Resize a video to one or more standard resolutions (360p, 480p, 720p, 1080p).
AI agents invoke resize_video to trigger actions in FFmpeg MCP Server. What it does depends on the arguments the agent supplies, and its effects often reach beyond the immediate call — builds kicked off, notifications sent, workflows started.
This tool executes an FFmpeg operation to process and transform video content. It is not a simple read (it produces new output), not a write to a persistent store in the traditional sense, and not destructive (original data is not deleted). It runs an external media processing operation whose effects depend on the input arguments, fitting the Execute category.
From the tool's definition 'Resize a video to one or more standard resolutions' — triggers FFmpeg processing pipeline to transform video data
Attacks that exploit this kind of access
Resize a video to one or more standard resolutions (360p, 480p, 720p, 1080p). It is categorised as a Execute tool in the FFmpeg MCP Server MCP Server, which means it can trigger actions or run processes. Use rate limits and argument validation.

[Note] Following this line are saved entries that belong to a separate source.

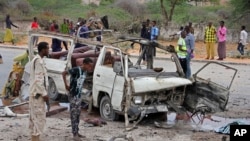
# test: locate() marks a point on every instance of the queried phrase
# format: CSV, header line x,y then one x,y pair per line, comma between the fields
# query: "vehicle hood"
x,y
147,84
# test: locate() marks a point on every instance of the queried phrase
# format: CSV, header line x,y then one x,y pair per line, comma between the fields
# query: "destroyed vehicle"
x,y
117,86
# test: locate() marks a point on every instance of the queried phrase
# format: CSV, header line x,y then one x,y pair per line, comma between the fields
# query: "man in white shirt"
x,y
243,40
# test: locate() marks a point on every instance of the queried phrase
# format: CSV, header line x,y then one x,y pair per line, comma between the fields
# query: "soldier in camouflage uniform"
x,y
78,75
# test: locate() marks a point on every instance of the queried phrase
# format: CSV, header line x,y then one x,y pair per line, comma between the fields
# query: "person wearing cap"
x,y
221,34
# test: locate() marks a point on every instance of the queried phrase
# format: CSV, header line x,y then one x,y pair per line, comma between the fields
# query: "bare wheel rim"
x,y
106,109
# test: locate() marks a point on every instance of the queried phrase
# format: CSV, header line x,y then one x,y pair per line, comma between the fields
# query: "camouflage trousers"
x,y
75,112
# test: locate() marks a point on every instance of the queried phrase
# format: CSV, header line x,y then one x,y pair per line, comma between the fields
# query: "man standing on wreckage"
x,y
38,92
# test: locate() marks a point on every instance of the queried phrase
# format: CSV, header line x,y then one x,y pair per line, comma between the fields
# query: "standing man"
x,y
56,43
83,29
78,75
209,40
181,51
154,34
144,35
35,27
52,26
191,28
221,34
65,30
243,40
64,27
8,37
38,92
190,43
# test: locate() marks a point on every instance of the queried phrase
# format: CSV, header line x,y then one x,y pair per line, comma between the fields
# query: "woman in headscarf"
x,y
8,37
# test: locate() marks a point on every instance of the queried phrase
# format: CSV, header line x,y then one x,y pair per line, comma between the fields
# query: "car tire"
x,y
52,90
106,110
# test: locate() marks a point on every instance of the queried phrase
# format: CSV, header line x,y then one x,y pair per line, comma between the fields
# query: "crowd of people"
x,y
186,42
39,79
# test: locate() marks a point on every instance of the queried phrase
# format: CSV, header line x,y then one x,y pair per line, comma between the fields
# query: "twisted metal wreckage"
x,y
144,91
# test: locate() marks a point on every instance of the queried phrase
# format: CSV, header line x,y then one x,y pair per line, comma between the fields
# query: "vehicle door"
x,y
106,80
211,87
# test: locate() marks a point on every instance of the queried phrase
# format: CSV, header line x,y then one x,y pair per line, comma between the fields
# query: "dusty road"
x,y
58,126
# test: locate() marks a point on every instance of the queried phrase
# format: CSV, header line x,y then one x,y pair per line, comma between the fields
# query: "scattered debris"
x,y
6,112
163,125
121,137
226,129
95,122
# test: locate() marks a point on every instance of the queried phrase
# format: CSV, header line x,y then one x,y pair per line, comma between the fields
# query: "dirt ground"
x,y
58,127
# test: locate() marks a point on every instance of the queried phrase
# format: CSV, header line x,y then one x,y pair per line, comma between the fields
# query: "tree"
x,y
241,8
168,17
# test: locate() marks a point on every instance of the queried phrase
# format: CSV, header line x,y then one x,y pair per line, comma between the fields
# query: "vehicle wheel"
x,y
52,91
106,109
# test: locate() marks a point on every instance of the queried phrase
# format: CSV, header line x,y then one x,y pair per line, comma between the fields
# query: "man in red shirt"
x,y
34,27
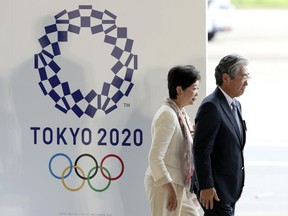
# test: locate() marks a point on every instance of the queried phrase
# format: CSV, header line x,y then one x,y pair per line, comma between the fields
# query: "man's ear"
x,y
225,77
179,90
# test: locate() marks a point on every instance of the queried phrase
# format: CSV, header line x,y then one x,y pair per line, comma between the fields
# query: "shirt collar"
x,y
228,98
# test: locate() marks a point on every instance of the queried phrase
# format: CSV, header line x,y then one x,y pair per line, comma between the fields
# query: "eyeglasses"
x,y
245,77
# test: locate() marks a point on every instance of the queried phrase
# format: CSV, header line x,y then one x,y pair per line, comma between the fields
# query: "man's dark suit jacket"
x,y
218,148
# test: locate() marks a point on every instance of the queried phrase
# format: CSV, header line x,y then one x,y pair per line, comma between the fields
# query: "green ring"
x,y
89,183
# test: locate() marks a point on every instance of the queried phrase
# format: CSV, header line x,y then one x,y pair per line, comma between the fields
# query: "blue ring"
x,y
70,162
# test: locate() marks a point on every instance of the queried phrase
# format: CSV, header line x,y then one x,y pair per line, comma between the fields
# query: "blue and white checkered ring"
x,y
45,62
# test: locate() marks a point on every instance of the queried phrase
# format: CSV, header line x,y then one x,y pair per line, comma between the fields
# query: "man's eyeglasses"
x,y
245,77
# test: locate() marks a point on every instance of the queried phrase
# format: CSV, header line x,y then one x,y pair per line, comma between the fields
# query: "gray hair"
x,y
230,64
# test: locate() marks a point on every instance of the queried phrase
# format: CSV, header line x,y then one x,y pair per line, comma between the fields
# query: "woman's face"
x,y
189,94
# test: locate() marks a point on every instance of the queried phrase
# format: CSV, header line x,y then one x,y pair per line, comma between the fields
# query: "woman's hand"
x,y
207,197
172,197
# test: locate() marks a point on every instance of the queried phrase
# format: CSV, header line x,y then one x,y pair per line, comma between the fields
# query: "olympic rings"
x,y
63,182
99,190
91,174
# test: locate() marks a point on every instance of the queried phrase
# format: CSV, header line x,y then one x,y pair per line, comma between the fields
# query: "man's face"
x,y
236,87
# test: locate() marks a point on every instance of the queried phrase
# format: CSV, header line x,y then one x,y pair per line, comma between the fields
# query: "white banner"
x,y
79,84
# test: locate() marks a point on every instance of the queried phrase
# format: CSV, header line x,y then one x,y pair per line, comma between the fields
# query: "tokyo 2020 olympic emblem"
x,y
59,90
92,173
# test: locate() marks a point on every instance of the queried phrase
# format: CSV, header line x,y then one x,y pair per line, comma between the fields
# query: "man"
x,y
219,140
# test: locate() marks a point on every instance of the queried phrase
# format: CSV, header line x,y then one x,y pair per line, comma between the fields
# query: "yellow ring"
x,y
63,175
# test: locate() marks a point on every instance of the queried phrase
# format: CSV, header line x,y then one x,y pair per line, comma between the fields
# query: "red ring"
x,y
122,171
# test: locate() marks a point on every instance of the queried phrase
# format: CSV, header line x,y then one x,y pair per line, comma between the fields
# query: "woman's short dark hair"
x,y
181,75
230,64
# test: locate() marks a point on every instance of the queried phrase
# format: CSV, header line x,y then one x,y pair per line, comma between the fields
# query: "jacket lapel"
x,y
227,110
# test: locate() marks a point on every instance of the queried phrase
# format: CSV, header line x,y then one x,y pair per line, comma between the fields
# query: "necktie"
x,y
236,115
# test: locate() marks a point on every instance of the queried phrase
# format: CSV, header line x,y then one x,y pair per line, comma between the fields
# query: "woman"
x,y
168,177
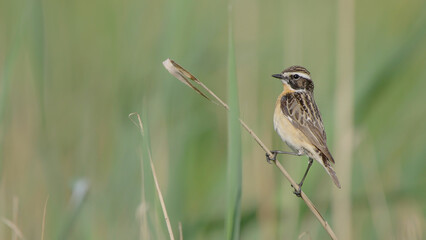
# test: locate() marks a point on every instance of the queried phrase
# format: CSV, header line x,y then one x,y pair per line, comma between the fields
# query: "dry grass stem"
x,y
160,195
44,219
184,76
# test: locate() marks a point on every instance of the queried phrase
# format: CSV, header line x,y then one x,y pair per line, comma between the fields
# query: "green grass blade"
x,y
234,146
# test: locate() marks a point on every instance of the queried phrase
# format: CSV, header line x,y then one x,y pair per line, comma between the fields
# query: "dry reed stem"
x,y
160,195
183,75
44,219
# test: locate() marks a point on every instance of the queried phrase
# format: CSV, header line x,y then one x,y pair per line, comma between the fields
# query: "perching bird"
x,y
298,121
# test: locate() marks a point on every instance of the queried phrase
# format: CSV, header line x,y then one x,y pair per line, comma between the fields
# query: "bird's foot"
x,y
297,191
269,159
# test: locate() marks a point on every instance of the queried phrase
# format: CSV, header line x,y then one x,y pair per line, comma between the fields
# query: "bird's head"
x,y
297,78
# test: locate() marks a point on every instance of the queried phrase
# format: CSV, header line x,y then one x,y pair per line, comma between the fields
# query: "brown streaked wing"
x,y
301,109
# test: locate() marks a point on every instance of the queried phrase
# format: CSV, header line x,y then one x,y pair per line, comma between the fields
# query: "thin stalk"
x,y
157,186
184,76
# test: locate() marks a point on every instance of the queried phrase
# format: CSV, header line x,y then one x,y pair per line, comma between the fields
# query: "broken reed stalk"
x,y
186,77
157,185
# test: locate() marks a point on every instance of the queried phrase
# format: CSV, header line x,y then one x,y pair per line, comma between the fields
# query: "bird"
x,y
298,122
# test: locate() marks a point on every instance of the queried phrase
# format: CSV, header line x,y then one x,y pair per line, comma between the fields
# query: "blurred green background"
x,y
72,71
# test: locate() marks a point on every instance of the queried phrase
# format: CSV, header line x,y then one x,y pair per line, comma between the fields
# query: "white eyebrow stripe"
x,y
304,75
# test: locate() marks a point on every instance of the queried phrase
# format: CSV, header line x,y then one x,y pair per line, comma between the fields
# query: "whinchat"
x,y
298,122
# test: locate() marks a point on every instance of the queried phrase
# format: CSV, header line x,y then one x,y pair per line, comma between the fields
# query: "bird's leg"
x,y
276,152
299,191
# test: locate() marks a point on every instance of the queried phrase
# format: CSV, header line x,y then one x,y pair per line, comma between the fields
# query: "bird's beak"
x,y
279,76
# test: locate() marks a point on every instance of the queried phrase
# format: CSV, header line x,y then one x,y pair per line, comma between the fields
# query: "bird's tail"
x,y
332,173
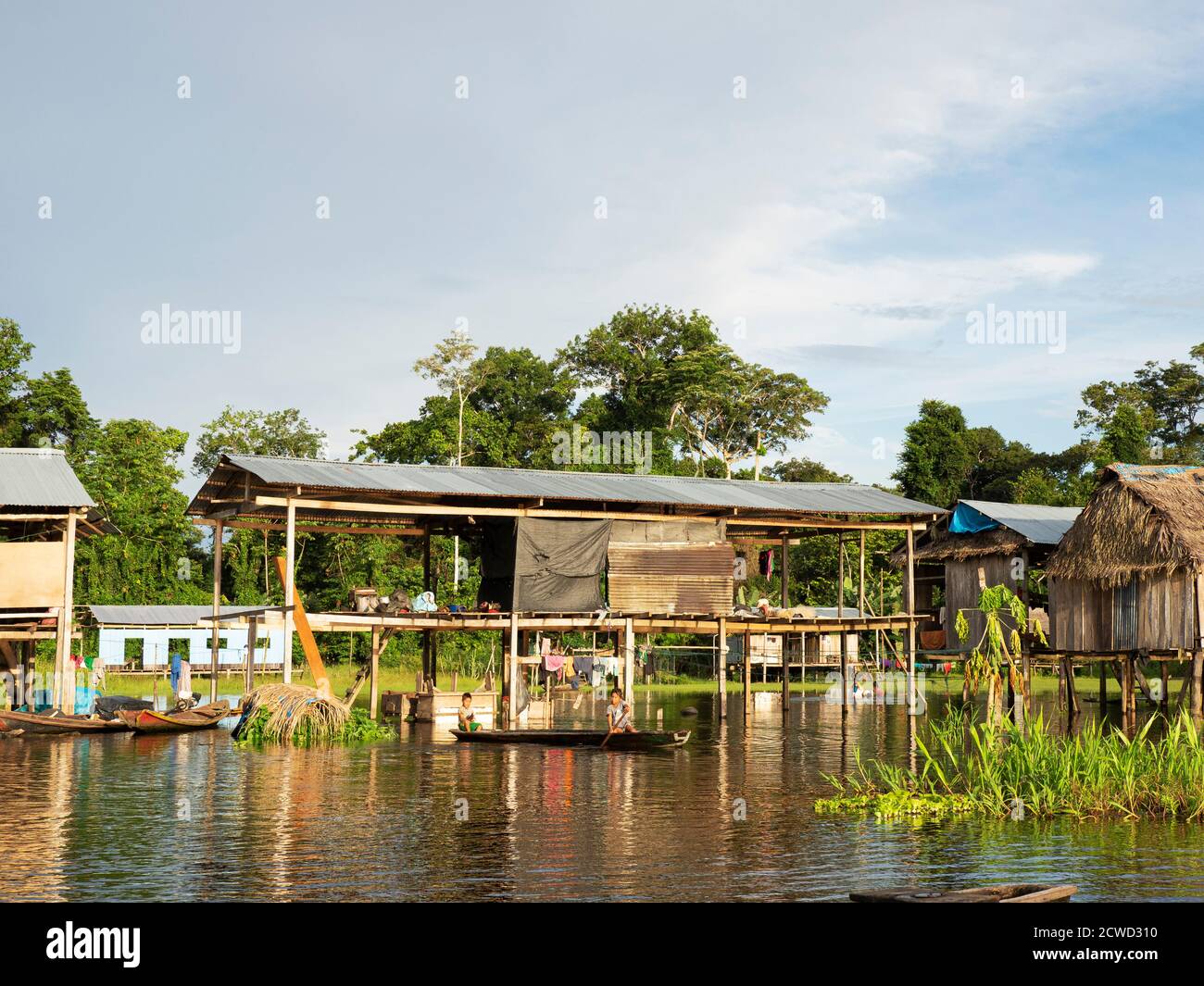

Register the FFmpeg MCP Server MCP server in PolicyLayer and add a rule for resize_video: allow, deny, rate-limit, or require approval. Point your MCP client at the PolicyLayer proxy URL and the rule is enforced on every call, before it reaches FFmpeg MCP Server. Nothing to install.
resize_video is a Execute tool with high risk. Execute tools should be rate-limited and have argument validation enabled.
Yes. Add a rate_limit block to the resize_video rule in your PolicyLayer policy. For example, setting max: 10 and window: 60 limits the tool to 10 calls per minute. Rate limits are tracked per agent session and reset automatically.
Set action: deny in the PolicyLayer policy for resize_video. The AI agent will receive a policy violation error and cannot call the tool. You can also include a reason field to explain why the tool is blocked.
resize_video is provided by the FFmpeg MCP Server MCP server (windsornguyen/ffmpeg-mcp). PolicyLayer sits as a proxy in front of this server to enforce policies before tool calls reach the server.
Every MCP server has a record like this.